This past week, the United States Department of Justice released a memo stating that Native American tribes are legally allowed to grow marijuana on their designated tribal lands. The memo was drafted in response to inquiries from Native American leaders who were curious as to how the much discussed measured passed by several states in the past few years affected tribal lands, which have long been given several exceptions to other federal laws.
The memo wraps up a year-long investigation by the Attorney General’s Native American Issues Subcommittee, which also issued a shorter and less comprehensive memo last year.
A main focus of this latest announcement are eight federal law enforcement priorities which will be the focus of the Department of Justice. These include many priorities that states like Colorado and Washington have also previously announced while drafting their state-level marijuana laws; stated priorities like keeping marijuana from minors, preventing criminal enterprises and cartels from entering the market and trafficking, keeping cannabis products from crossing state lines, and making sure that drivers are not driving under the influence while behind the wheel.
The memo was careful to point out that “nothing in the Cole Memorandum alters the authority or jurisdiction of the United States to enforce federal law in Indian Country. Each United States Attorney must assess all of the threats present in his or her district, including those in Indian Country.” It continues, “The eight priorities in the Cole Memorandum will guide United States Attorneys’ marijuana enforcement efforts in Indian Country, including in the event that sovereign Indian Nations seek to legalize the cultivation or use of marijuana in Indian Country.”

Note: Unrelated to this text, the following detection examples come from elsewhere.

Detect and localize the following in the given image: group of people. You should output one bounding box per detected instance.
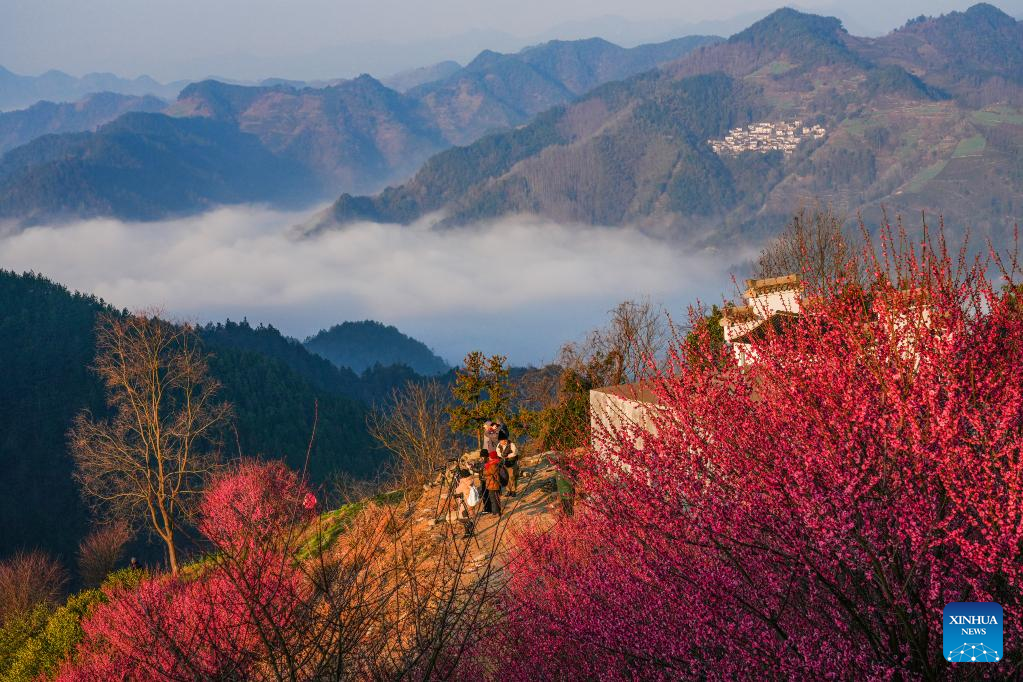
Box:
[455,421,519,537]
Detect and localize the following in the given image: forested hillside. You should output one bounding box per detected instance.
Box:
[0,271,383,560]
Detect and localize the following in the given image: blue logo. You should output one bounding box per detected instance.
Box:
[942,601,1005,663]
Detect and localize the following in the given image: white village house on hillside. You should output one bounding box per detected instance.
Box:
[589,275,803,448]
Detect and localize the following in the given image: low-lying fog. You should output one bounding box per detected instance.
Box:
[0,207,744,364]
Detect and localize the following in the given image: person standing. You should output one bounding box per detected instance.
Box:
[483,450,501,516]
[497,434,519,496]
[473,448,490,514]
[483,419,499,452]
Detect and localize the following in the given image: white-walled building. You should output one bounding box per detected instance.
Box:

Anyone who has ever been to a casino on tribal lands probably can’t help but think about the very real possibility that this will lead to dispensaries opening right next door (if not in the hotel casino lobby.) However, some tribes have already voted against marijuana in the past. According to an article about this topic on Fox News, tribes in South Dakota rejected a proposal to try to begin the process of cultivating and selling marijuana, and only a small handful of tribes in California and Washington state have expressed interest in getting into the booming cannabis industry.
While this is certainly a good thing for proponents of marijuana legalization on a national level, we’ll have to wait to see how many tribes will take advantage of this new development.